You can't imagine the relief those nine words were to her, and my family!  My brother Charlie's first response to news of Lee's death, were remembering his role with the Woods Home and the relief that apartment was to us.  My parent's move to the Woods Home changed my life!  My parents moved there in March.  I stayed with a trusted church family and finished my senior year at my high school.  One weekend in May while visiting my parents, I went to the young adult Sunday School class at the Leacock Presbyterian Church in Paradise.  I was sitting there in the pastor's study, and in walked this gorgeous girl with long brown hair!  I later learned that her name was Eileen and that she was Lee Brown's daughter.  Later, when I had moved into a room in the attic of the Woods Home for the summer, Eileen invited me to a Bible Study, which she attended.  It was a group of her friends who had gown to high school together.  They were from many different churches, and had just finished their freshman year of college.  I had been involved in Sunday School and youth group.  But their discussions were filled with faith and theological inquiry at a depth and love and ease I had never experienced in my years of Sunday School, Bible School and Youth Group.  I loved it!  From that group came four Presbyterian ministers, one Episcopal priest, a Presbyterian Church Educator, and a Mennonite lay church worker.  I also fell in love with Eileen, and Lee Brown became my father-in-law.

My parents lived at the Woods Home only 15 months before my father died.   My mother, a trained nurse, spend the weeks after my dad died, visiting my Aunt Ann, my dad's sister, in the local hospital.
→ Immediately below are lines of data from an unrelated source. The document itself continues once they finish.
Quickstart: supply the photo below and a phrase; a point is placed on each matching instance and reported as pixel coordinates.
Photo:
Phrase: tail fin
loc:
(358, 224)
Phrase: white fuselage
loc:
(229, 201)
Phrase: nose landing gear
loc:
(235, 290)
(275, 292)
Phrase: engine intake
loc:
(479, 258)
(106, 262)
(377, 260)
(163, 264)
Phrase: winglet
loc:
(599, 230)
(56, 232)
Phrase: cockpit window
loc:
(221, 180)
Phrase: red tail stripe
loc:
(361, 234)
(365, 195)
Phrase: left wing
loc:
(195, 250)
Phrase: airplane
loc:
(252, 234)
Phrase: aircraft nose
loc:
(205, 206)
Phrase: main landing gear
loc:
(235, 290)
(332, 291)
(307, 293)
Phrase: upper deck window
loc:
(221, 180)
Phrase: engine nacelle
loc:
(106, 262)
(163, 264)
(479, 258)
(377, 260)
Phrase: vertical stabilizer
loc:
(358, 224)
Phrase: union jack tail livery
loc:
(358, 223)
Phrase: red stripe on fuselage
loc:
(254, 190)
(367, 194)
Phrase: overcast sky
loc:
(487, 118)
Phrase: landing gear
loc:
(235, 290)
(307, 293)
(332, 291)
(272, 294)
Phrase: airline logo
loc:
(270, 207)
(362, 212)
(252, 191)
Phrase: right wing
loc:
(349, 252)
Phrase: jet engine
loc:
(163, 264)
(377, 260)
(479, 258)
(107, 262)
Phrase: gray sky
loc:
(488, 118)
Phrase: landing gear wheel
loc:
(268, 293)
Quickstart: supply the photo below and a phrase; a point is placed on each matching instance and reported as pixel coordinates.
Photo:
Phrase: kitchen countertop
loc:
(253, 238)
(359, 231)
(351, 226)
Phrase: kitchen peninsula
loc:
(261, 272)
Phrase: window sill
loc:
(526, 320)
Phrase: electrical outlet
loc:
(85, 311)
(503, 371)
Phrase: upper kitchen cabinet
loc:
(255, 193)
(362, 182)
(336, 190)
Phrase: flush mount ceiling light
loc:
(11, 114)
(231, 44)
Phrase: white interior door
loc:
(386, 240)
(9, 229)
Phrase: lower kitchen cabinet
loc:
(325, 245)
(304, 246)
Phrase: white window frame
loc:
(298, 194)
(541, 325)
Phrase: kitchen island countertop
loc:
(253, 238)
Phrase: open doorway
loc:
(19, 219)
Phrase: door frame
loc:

Aunt Ann died just a few weeks later from a fast acting cancer.  My mother was only 52 at the time, and soon found employment as a nurse, and moved on with her life.  She announced to the family during Christmas break when we were all home, that she and my Uncle Harry had fallen in love, and were engaged to be married.  The first words out of my brother Charlie's mouth were, "No more overnight stays until you get married!"  They did get married the next March.  I sang at their wedding.  My mother had two successful marriages, the first with my father for 29 years, and the second with my uncle for 32 years until he died.  Some people may say this was all serendipity circumstance.  My family recognized God's fingerprints all over the blessings that emerged from trying times.  The song I sang at my mother's wedding was, "To God Be the Glory!"

I don't believe that God causes bad things to happen and causes the sorrows in my life or anyone's life.  But I do believe God transforms lives, and brings good out of difficult situations.  My family and I are witnesses to these acts of God in our lives!

As you claim your role as witness and fulfill your commission as a disciple of Jesus Christ, how have you recognized God's acts of love, grace, deliverance, and redemption in your life?  How might you authentically give witness to it?  With the empowerment of the Holy Spirit, it's that simple!

   
   




1 comment:

Ruth H-L said...

This is quote a gift--thank you for sharing. And for the unique faith perspective that sees God's work in all of it.